Gabbie Atsepoyi is passionate about improving her community. The resident of Belvedere Park is working to create park space in her neighborhood, a part of DeKalb County severely lacking in access to greenspace. She felt inspired while walking her young daughter around the neighborhood during the start of the pandemic.

“We couldn’t walk to a park,” said Atsepoyi, a second-generation Nigerian American who grew up in Denver – two places that greatly shaped her appreciation for nature.

So, Atsepoyi decided to act, seeing the potential for a community schoolyard at Columbia Elementary School.

“I just started sending emails,” said Atsepoyi, who earned a degree in environmental studies from Spelman College. “There’s a lot of opportunity at Columbia to do a lot of things right. Give kids a place to explore, to give kids a place to learn, to get them outside

to teach them science in a way that is engaging and fun.” Through her persistence, Atsepoyi was able to get support from the principal and school district.
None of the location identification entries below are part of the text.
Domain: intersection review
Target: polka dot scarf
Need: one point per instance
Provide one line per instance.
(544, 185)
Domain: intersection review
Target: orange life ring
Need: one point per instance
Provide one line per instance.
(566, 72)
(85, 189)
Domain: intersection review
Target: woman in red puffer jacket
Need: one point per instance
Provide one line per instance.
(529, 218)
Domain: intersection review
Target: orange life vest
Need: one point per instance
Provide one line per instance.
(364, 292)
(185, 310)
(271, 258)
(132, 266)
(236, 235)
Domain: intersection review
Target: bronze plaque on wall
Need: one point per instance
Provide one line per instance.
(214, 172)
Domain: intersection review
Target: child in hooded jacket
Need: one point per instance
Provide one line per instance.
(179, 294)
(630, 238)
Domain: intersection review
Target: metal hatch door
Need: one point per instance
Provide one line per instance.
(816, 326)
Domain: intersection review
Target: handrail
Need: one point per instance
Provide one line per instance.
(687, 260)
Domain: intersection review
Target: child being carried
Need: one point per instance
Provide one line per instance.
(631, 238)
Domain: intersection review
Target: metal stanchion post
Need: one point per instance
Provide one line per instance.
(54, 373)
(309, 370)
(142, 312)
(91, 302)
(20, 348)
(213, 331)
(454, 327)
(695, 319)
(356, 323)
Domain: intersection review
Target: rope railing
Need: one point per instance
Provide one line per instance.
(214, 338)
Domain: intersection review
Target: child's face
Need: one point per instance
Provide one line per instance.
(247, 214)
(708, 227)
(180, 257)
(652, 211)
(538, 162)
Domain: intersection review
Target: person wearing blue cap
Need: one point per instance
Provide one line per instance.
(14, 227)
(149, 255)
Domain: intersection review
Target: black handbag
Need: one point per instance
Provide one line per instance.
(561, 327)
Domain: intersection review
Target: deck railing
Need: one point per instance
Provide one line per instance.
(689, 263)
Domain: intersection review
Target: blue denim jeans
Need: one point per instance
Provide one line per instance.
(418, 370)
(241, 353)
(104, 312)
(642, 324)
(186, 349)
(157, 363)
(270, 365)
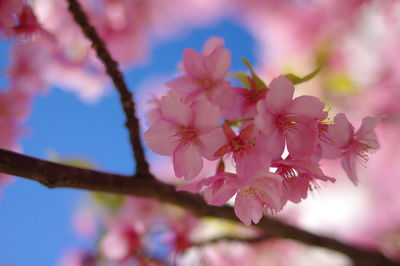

She secured grants from Park Pride and the Children and Nature Network to get a park designed and fund outreach for the “Greening Columbia” project. Now, the park project is waiting for funding. Michael Halicki, executive director of Park Pride, praised Atsepoyi’s grassroots efforts, saying she’s “saving the world in her free time.” But that’s not all. Last year, Atsepoyi started a farmers market near Columbia Drive called Sun Market. It was her family’s way of bringing more fresh food options to their community, as well as an effort to support and help connect Black farmers to market opportunities. Atsepoyi was able to secure a grant through Georgia Organics to start the market. Sun Market will return May 14 and runs the second and fourth Saturdays through September 10. The market offers 50% off produce purchased through EBT. (Photo by Suzanne Girdner) Atsepoyi hopes to further its impact. “I want to expand Sun Market to not just be in south DeKalb, but also in other communities,” she said. “It’s bigger than me. It’s bigger than all of us. My goal for Sun Market is for it to be like a corner store with produce that is intentional about partnering with Black farmers and supporting all local Georgia farmers.”